No entanto, não se esquivou de apresentar outras facetas
peculiares ao comportamento do Monsenhor, quais sejam, àquelas esconsas dos
registros literários, sabidas apenas por aqueles que o conheceram pessoalmente.
Nesse sentido, ressaltou o Pe. Neri ser o dito Monsenhor “esquisito em extremo
e desumano”.[24]
Atualmente, a população do Cariri recorda não só da admirável
faculdade intelectiva do Monsenhor, como também do ríspido trato que dava aos que
fugiam dos padrões sócio-religiosos apreciados pelo dito reverendo. Em seu
férreo conservadorismo, inadmitia falhas, reprovando infalivelmente, por
exemplo, as vestimentas diminutas, sobremaneira, das mulheres.
O rigor lhe acompanhava em todas as direções, sempre
irredutível, fazendo admoestação ao que entendesse ser inoportuno. Mas essa
inflexibilidade findou esmaecendo ante a modernização dos costumes.

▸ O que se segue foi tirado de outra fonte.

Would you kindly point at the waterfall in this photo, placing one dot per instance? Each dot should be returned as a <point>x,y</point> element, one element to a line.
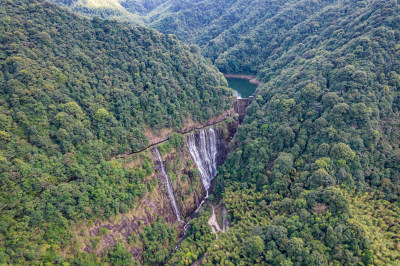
<point>204,153</point>
<point>169,186</point>
<point>197,199</point>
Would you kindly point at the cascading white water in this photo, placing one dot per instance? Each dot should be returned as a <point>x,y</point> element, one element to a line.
<point>204,153</point>
<point>170,190</point>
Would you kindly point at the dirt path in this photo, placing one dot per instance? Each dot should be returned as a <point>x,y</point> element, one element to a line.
<point>213,223</point>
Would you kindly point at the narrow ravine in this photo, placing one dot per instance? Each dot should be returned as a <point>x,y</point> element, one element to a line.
<point>169,186</point>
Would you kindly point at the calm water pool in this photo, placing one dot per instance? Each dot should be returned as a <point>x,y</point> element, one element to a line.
<point>242,87</point>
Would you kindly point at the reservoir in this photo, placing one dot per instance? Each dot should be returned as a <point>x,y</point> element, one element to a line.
<point>242,87</point>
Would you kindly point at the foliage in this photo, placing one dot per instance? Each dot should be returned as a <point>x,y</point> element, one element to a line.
<point>74,93</point>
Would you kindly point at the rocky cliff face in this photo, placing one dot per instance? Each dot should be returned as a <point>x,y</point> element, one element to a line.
<point>186,186</point>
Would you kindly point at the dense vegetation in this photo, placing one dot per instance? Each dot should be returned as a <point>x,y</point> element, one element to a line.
<point>74,93</point>
<point>314,177</point>
<point>322,132</point>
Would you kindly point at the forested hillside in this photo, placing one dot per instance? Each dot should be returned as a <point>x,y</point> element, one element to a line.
<point>314,173</point>
<point>74,93</point>
<point>319,144</point>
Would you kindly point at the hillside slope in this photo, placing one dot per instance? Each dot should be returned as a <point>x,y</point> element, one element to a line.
<point>74,93</point>
<point>322,132</point>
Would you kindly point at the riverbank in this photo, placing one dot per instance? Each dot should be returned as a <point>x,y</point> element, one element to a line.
<point>251,78</point>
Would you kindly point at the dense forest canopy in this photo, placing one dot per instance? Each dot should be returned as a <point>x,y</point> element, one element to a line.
<point>75,92</point>
<point>314,173</point>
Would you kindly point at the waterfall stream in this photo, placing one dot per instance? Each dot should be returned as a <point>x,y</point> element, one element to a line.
<point>204,153</point>
<point>169,186</point>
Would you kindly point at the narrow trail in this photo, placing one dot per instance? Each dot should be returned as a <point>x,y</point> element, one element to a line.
<point>166,139</point>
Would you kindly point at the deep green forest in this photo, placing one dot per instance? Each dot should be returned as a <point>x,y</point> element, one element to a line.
<point>74,93</point>
<point>313,176</point>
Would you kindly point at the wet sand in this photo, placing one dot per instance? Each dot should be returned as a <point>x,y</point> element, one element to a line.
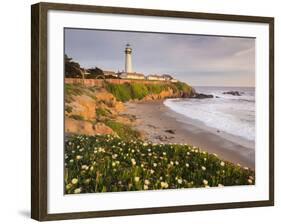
<point>159,124</point>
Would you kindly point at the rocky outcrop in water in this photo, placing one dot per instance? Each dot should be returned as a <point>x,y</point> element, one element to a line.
<point>201,96</point>
<point>233,93</point>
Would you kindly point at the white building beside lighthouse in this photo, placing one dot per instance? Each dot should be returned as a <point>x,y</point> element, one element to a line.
<point>128,59</point>
<point>129,74</point>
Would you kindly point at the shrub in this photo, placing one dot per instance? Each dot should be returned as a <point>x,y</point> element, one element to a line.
<point>77,117</point>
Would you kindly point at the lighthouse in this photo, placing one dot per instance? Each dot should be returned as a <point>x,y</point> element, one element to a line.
<point>128,59</point>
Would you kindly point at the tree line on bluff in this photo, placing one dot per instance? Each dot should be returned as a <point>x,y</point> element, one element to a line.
<point>73,69</point>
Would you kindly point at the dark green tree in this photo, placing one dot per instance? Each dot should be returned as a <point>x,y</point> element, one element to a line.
<point>72,69</point>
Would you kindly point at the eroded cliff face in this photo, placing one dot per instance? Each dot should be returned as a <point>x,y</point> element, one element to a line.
<point>86,113</point>
<point>91,110</point>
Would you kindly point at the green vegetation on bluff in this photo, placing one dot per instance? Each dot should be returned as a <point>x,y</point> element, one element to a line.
<point>104,163</point>
<point>137,91</point>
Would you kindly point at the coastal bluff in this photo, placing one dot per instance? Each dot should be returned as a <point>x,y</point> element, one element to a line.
<point>95,106</point>
<point>100,82</point>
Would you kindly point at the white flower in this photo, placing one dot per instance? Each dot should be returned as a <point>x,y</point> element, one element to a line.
<point>74,181</point>
<point>164,184</point>
<point>133,161</point>
<point>78,157</point>
<point>77,191</point>
<point>205,182</point>
<point>68,186</point>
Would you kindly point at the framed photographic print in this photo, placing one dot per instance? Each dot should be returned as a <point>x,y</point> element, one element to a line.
<point>139,111</point>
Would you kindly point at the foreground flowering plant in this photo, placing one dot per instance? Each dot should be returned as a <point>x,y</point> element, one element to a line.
<point>104,163</point>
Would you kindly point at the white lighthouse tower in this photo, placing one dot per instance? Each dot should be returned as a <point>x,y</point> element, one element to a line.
<point>128,59</point>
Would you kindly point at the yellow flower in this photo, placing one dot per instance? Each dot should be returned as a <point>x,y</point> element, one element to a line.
<point>74,181</point>
<point>68,186</point>
<point>77,191</point>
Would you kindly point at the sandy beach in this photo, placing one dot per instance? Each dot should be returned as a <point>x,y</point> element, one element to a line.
<point>160,124</point>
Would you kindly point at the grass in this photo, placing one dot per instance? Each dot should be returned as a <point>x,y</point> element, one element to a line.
<point>108,164</point>
<point>130,91</point>
<point>77,117</point>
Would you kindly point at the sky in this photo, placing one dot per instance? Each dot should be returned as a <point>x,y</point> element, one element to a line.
<point>196,59</point>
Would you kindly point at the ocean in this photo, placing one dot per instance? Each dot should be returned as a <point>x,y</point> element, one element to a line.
<point>229,115</point>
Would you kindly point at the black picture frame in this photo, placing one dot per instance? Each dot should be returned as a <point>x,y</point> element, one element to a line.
<point>39,108</point>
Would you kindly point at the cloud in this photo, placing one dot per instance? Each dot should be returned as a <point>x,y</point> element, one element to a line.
<point>176,54</point>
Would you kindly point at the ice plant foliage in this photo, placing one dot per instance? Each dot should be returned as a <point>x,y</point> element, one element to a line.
<point>110,164</point>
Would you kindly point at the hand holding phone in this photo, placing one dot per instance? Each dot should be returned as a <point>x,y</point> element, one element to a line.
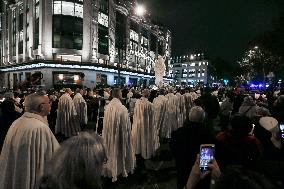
<point>206,156</point>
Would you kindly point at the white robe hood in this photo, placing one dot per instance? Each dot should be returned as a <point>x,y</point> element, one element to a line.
<point>144,132</point>
<point>28,145</point>
<point>67,121</point>
<point>81,108</point>
<point>118,141</point>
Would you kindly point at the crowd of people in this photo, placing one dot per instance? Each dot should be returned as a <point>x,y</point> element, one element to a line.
<point>70,139</point>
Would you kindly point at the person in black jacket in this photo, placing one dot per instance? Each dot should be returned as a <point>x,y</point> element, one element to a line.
<point>186,141</point>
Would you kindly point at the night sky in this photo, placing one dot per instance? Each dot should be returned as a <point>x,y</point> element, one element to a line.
<point>219,27</point>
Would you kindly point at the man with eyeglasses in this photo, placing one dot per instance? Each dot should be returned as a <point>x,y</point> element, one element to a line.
<point>28,145</point>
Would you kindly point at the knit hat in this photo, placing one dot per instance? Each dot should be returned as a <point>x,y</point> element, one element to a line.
<point>269,123</point>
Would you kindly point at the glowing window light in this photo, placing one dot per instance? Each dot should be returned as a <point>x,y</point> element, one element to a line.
<point>60,76</point>
<point>76,78</point>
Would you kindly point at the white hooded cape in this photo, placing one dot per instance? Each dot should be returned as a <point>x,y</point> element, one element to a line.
<point>173,117</point>
<point>160,108</point>
<point>144,133</point>
<point>188,98</point>
<point>28,145</point>
<point>182,110</point>
<point>118,141</point>
<point>81,108</point>
<point>67,121</point>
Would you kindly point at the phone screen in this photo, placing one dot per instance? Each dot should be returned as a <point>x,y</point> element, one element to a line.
<point>206,155</point>
<point>281,126</point>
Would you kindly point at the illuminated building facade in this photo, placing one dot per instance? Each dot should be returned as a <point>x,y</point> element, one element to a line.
<point>91,41</point>
<point>190,70</point>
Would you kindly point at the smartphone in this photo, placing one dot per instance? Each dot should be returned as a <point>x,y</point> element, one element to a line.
<point>206,155</point>
<point>281,126</point>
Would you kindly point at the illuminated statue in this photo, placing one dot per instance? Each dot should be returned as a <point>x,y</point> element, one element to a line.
<point>159,71</point>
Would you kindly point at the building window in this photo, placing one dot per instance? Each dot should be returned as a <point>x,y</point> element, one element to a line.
<point>103,40</point>
<point>103,19</point>
<point>36,25</point>
<point>14,33</point>
<point>104,6</point>
<point>68,8</point>
<point>68,24</point>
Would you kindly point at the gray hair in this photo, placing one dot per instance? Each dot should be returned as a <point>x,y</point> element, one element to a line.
<point>33,101</point>
<point>196,114</point>
<point>76,164</point>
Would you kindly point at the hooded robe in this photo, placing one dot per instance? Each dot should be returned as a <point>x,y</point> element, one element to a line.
<point>117,140</point>
<point>188,98</point>
<point>28,146</point>
<point>182,110</point>
<point>160,104</point>
<point>172,118</point>
<point>81,109</point>
<point>67,121</point>
<point>144,133</point>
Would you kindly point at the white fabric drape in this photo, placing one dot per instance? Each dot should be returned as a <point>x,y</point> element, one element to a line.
<point>160,107</point>
<point>117,140</point>
<point>188,103</point>
<point>67,121</point>
<point>182,110</point>
<point>144,132</point>
<point>81,108</point>
<point>28,145</point>
<point>172,118</point>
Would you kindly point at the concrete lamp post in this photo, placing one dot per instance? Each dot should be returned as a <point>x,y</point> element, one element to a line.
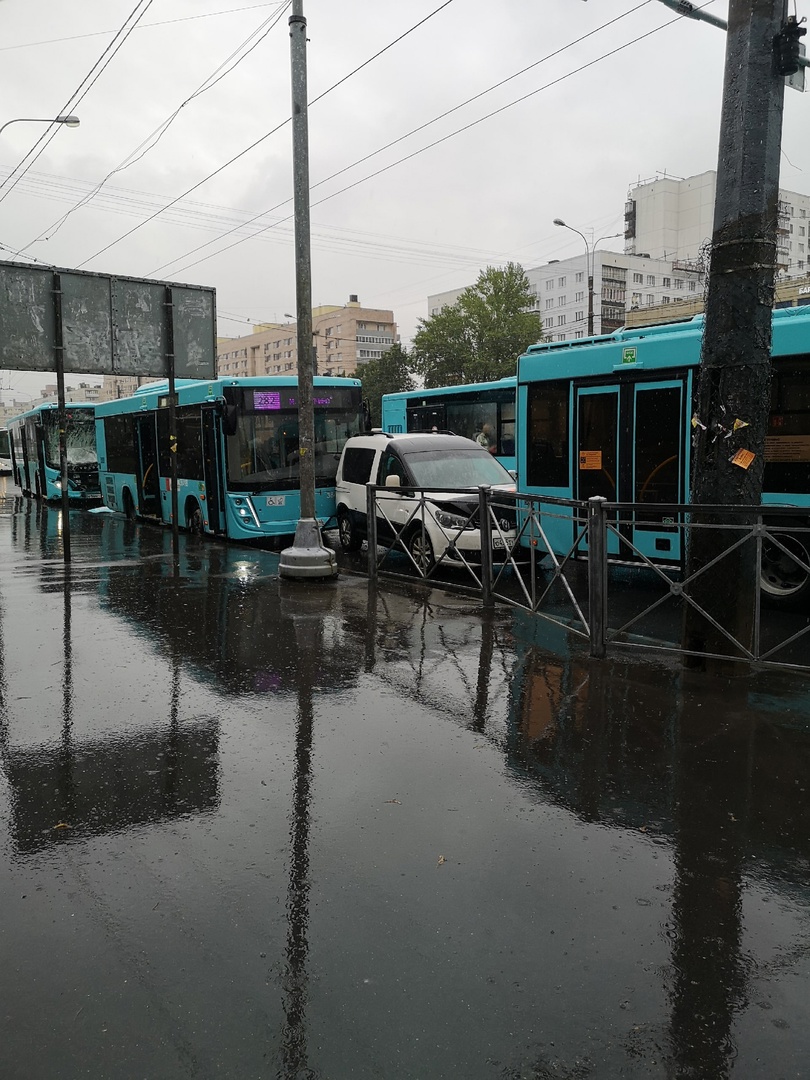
<point>590,254</point>
<point>68,121</point>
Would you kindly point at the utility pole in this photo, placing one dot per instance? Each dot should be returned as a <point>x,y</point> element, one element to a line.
<point>733,392</point>
<point>308,557</point>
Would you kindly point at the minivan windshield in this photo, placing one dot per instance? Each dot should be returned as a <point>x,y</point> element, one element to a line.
<point>456,469</point>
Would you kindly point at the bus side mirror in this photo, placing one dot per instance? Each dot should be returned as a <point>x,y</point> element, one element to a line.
<point>230,419</point>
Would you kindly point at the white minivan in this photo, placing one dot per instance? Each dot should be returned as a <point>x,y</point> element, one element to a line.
<point>430,524</point>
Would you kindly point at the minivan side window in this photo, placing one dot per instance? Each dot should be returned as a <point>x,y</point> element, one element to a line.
<point>391,466</point>
<point>358,462</point>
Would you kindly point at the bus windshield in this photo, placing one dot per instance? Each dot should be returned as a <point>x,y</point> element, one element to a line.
<point>80,440</point>
<point>264,451</point>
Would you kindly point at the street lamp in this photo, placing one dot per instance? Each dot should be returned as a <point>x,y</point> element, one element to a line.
<point>68,121</point>
<point>590,253</point>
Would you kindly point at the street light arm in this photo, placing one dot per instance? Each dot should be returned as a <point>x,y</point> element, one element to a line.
<point>67,121</point>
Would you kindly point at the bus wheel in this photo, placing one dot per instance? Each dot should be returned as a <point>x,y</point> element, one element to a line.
<point>350,539</point>
<point>783,581</point>
<point>193,520</point>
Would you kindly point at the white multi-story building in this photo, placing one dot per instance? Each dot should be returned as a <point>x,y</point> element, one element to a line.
<point>620,282</point>
<point>673,218</point>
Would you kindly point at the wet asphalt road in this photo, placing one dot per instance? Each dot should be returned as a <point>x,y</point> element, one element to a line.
<point>261,828</point>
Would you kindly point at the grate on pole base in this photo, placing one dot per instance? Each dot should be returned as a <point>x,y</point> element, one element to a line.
<point>308,557</point>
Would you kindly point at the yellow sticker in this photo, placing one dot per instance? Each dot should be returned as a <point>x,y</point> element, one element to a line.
<point>590,459</point>
<point>743,458</point>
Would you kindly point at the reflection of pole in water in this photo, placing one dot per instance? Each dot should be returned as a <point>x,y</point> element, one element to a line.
<point>294,983</point>
<point>481,704</point>
<point>67,696</point>
<point>709,981</point>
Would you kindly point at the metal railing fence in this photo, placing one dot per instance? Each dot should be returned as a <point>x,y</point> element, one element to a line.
<point>601,585</point>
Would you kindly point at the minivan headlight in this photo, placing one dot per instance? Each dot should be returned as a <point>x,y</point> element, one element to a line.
<point>448,521</point>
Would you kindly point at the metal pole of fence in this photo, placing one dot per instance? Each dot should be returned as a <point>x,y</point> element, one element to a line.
<point>372,530</point>
<point>485,526</point>
<point>596,575</point>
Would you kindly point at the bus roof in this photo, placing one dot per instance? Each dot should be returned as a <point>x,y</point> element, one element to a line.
<point>661,346</point>
<point>197,390</point>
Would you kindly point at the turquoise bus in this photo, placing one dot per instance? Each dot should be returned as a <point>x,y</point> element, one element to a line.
<point>237,453</point>
<point>4,451</point>
<point>477,410</point>
<point>613,416</point>
<point>35,453</point>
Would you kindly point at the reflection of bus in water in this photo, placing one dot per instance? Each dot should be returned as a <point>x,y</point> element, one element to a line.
<point>481,410</point>
<point>613,416</point>
<point>223,612</point>
<point>237,453</point>
<point>4,451</point>
<point>35,451</point>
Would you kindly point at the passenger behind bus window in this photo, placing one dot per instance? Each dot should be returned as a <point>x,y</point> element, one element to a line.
<point>485,437</point>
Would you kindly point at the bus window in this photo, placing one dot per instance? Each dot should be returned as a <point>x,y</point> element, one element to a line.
<point>548,434</point>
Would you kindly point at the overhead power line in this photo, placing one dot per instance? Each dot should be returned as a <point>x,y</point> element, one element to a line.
<point>144,26</point>
<point>267,135</point>
<point>430,146</point>
<point>78,94</point>
<point>151,140</point>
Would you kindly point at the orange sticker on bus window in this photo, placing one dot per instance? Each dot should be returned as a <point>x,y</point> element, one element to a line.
<point>743,458</point>
<point>590,459</point>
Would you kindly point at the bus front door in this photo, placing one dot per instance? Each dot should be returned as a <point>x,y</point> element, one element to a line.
<point>597,449</point>
<point>212,470</point>
<point>631,447</point>
<point>146,442</point>
<point>659,454</point>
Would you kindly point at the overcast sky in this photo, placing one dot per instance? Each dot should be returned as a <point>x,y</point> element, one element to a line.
<point>445,135</point>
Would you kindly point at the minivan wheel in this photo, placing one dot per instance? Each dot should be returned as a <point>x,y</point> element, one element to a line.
<point>350,539</point>
<point>421,551</point>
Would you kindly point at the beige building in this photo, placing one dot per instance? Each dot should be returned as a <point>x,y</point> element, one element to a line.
<point>343,338</point>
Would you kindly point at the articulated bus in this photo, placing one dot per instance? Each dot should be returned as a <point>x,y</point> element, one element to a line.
<point>613,416</point>
<point>35,453</point>
<point>463,410</point>
<point>237,453</point>
<point>4,451</point>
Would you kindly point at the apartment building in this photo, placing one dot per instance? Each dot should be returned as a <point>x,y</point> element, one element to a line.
<point>620,282</point>
<point>669,217</point>
<point>345,338</point>
<point>790,293</point>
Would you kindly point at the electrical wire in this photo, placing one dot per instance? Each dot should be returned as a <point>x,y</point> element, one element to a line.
<point>150,142</point>
<point>79,93</point>
<point>266,136</point>
<point>415,153</point>
<point>145,26</point>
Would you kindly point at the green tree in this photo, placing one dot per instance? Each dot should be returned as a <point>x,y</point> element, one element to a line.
<point>389,375</point>
<point>481,336</point>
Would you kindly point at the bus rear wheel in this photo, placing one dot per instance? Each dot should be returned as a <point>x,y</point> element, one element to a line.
<point>193,520</point>
<point>783,581</point>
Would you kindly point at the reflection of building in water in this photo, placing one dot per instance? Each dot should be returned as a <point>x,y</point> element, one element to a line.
<point>92,787</point>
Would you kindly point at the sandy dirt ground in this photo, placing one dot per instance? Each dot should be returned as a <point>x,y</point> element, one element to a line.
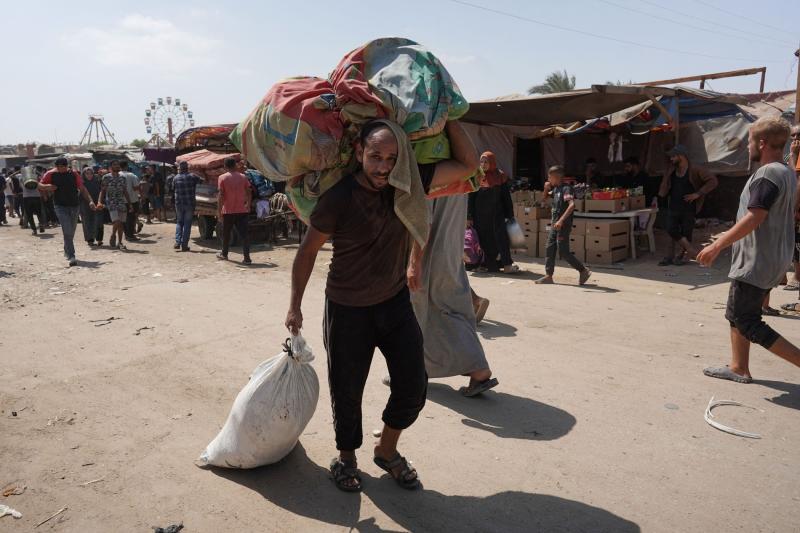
<point>597,424</point>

Ademais,
essa rigidez também tinha suas vantagens, dentre elas a sua pontualidade.
É inegável que o Monsenhor possuía um gênio forte. De pouca
conversa. Entretanto, ponderava essa reticência com aqueles que caíam em sua graça.
Nesses casos, permitia-se fazer comedidas brincadeiras, sem deixar faltar com o
respeito.
Mons. Vicente, irmão do Mons. Antonio. |
Apesar dessa sisudez, laconismo e severidade, carregava
consigo a virtude da compaixão, externando grande solidariedade à sua maneira,
consoante à pregação cristã. Sua assistência ia além do convencional, não
abrangendo numerus clausus, mas a
coletividade, no que ficou exemplificado pela criação das escolas em Missão
Velha, e por outras ações que praticou ao longo de sua vida.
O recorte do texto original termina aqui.